Home > Employee Benefits > Connecticut Sick Pay Law presents more questions than answers

Connecticut Sick Pay Law presents more questions than answers

Beginning New Years Day 2012, many Connecticut employers will provide paid sick leave benefits to employees. At first glance, the new requirement seems to be rather simple: employers must provide employees as much as forty (40) hours of paid time away from work for illnesses, accidents, family issues, preventive care, etc. in each calendar year.  As is often the case, this Act presents as many questions as answers. Here’s what I wonder:

  • Does the law apply to occupational and non-occupational events alike? Is there a loss of time benefit conflict? We asked this question. Hopefully soon we will know.
  • Did the legislature intend to expand the loss of time benefits in Workers’ Compensation?
  • Does carrying over up to 40 hours of time year to year for employees present tax complications to employers?
  • Will the record keeping complexity cause companies to stop hiring at 49 employees or limit part-time workers to nine or less hours per week?
  • Will employers choose a less complicated road to compliance by simply increasing paid time off (PTO) days?

The answers to these questions and more and the ultimate cost implications to Connecticut business will be answered in time. Stay tuned for more information on this topic.

Connect with Trip McGarvey on LinkedIn.

  1. July 16, 2011 at 2:19 am

    This is a GREAT post! I hope you not mind.I published an excerpt on the site and linked back to your own blog for people to read the full version. Thanks for your advice.

  2. Trip McGarvey
    August 2, 2011 at 10:36 am

    The Connecticut legislature passed and the Governor signed a law requiring certain employers to provide paid sick leave to their employees. In earlier discussion we wondered if the law would apply equally to occupational and non-occupational loss of time. It seems the answer is yes. So, does it matter?

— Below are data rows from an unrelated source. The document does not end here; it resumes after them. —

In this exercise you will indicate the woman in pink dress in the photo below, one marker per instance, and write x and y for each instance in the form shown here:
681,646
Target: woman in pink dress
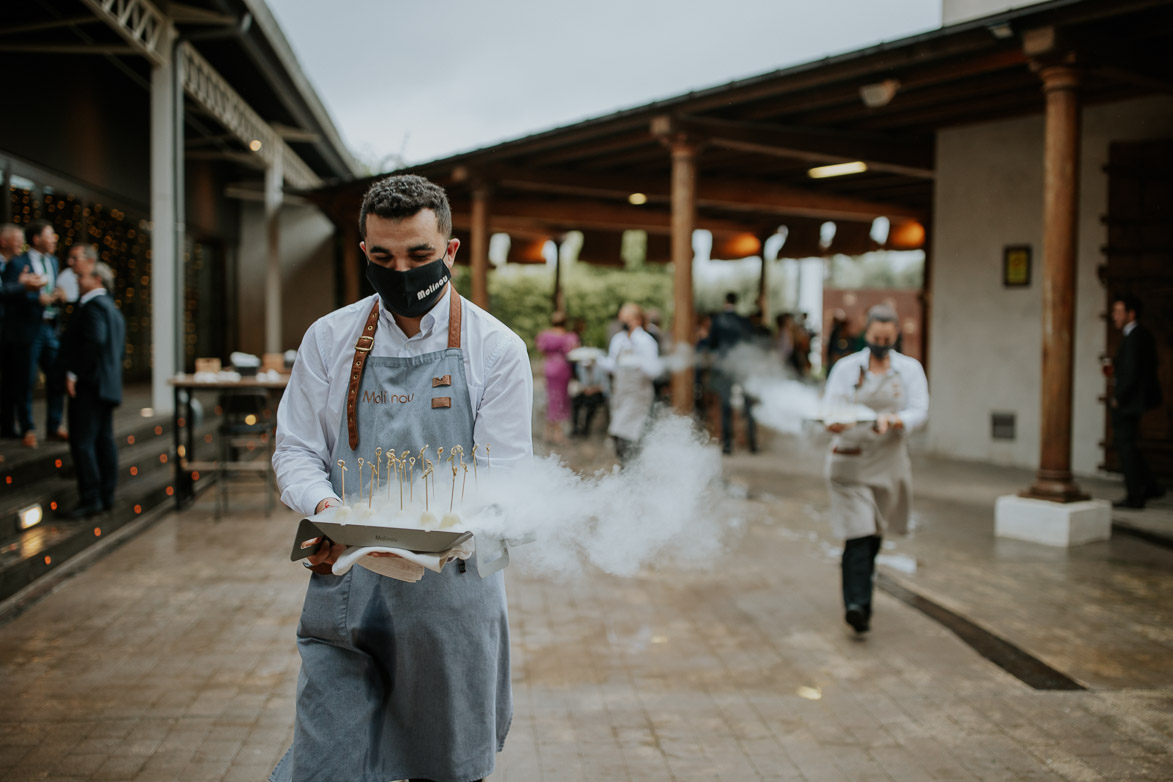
555,344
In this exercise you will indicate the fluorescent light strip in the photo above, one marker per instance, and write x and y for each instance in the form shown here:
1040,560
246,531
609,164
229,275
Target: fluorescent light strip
838,170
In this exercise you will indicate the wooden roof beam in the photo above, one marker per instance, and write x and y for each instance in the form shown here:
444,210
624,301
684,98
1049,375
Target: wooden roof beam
738,195
909,157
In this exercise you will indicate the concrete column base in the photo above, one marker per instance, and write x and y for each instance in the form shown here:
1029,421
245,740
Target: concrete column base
1052,523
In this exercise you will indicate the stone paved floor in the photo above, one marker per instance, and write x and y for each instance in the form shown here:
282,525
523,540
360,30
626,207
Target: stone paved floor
173,658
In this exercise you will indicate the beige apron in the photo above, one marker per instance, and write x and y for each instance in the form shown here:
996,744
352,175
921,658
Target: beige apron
869,475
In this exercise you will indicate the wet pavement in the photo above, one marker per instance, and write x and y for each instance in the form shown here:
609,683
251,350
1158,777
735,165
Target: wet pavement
173,657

    In situations involving short-term work related injuries or illnesses (three days or less), a person could elect to apply for the sick pay benefit. In this situation the person did not satisfy the three day waiting period for workers’ compensation but receives their pay just the same.

    It is not clear if the Legislature intended this result. In time we will know if it matters – if this provision will add cost. What do you think?